Along with being a historical account, said Montefiore, “You could read it like a  mini-series of conquerors, empresses, adventuresses and prophets.”

“It became the holy city because of the Bible,” Montefiore said.  “The Bible is the biography of Jerusalem.  When the Bible became the universal book of Middle Eastern and Western civilization, Jerusalem came to life for everybody, wherever they were, from Massachusetts to Moscow.”

The connection between America and Jerusalem is particularly strong, said Montefiore, because, “The Founding Fathers were people who absolutely believed in the paramountcy of Jerusalem.”

On the night before his assassination, President Abraham Lincoln spoke of wanting to visit Jerusalem, and the city was also visited by the American writers Mark Twain and Herman Melville, among others, Montefiore said.

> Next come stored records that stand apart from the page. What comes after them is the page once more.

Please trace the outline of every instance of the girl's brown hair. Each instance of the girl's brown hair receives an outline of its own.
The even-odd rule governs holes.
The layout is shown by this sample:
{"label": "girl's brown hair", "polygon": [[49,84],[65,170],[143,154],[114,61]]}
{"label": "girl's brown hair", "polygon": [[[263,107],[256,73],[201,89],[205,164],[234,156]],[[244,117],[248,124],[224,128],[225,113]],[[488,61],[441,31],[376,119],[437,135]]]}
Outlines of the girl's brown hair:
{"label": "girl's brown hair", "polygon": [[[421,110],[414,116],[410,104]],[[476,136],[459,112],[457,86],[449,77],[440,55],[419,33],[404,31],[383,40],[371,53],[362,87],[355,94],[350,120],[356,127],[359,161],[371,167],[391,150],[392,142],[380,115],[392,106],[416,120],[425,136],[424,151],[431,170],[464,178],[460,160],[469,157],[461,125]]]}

Montefiore said he had an American audience in mind when he wrote his book, and the volume seems to have hit its mark -— recently, such political luminaries as former President Bill Clinton and former Secretary of State Henry Kissinger gave it rave reviews.

A visiting professor at Buckingham University in England, Montefiore often lectures on history and current political topics at schools, universities and conferences.

During his talk at the literary society luncheon, he described how Jerusalem’s population and prominence rose and fell over the years.  “At times it’s been no more than a ruined monumental village with wonderful buildings,” he said.

He described a horrific siege of the town in AD 70 by Titus, son of the Roman emperor, in which thousands died, and the Roman soldiers crucified as many as 500 Jews each day.

Writing the book, he said, was a daunting task, because of Jerusalem’s long and complex history, and the scrutiny and criticism he knew the completed volume would face.

“I barely slept for three years,” he said.

“I realized if I pleased anybody too much, I’d have failed.”